Industry-specific elements are coming into focus as companies report slowing hiring intentions alongside increased capital expenditure on AI infrastructure. According to sources at several major technology firms, AI implementation is allowing teams to accomplish what previously required additional hires, creating what one executive described as 'efficiency gains we haven't seen since enterprise software transformed office work.'
Hassett maintains this hiring slowdown is temporary, expecting free-market adjustment as higher incomes create new demand and job categories. 'The free market will work out reallocation relatively quickly as new ways to spend income and new industries emerge,' he told economic journalists last week.
Parallel developments show the administration tying this AI surge to its broader economic blueprint, which includes rate cuts, AI-fueled productivity, and a more growth-tolerant Fed stance. Hassett has also noted the U.S. is 'very close' to a trade agreement with India, signaling AI and tech-related trade are part of broader economic diplomacy.
Yet tensions are emerging. Some lawmakers from both parties have sounded alarms about AI's disruptive potential, with expert projections suggesting unemployment could reach 10-20% over several years if displacement outpaces job creation. The White House counters with emphasis on temporary disruption and long-run net gains, creating a policy debate that mirrors earlier automation controversies.
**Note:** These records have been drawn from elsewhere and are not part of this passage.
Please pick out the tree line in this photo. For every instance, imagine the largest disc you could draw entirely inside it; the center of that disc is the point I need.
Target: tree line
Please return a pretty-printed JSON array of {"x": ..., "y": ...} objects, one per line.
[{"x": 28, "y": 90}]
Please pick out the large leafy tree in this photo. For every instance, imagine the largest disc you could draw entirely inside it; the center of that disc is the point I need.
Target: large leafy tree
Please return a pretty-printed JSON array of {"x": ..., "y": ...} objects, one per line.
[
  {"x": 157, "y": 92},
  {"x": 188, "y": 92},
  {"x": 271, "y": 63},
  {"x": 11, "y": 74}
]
Human touches emerge in Hassett's contrast between rising average monthly shopping expenditures under the previous administration and more stable outlays since, while stressing that real wages are now rising. This political framing positions AI productivity as alleviating cost-of-living pressures even as overall price levels remain elevated.
As AI adoption accelerates, the immediate outlook suggests what Hassett calls a 'calm period' in the labor market as companies digest productivity gains. Economists cited in recent coverage suggest labor-market weakening could lead the Fed to cut rates by 25 basis points again in the near term, especially if AI-driven productivity keeps inflation contained.
Longer-term, if AI productivity gains approach the 4% range Hassett projects, the U.S. could see sustained higher trend growth without returning to high inflation—provided the Fed correctly interprets the supply shock. Strategically, the administration expects U.S. AI dominance over China to underpin both economic strength and national security, influencing trade, industrial, and defense policy for years.
Attempts to reach additional congressional sources for comment on the employment implications were unsuccessful by publication time. The debate continues as AI implementation spreads beyond technology sectors into manufacturing, services, and professional fields, testing Hassett's optimistic projections against real-world labor market dynamics.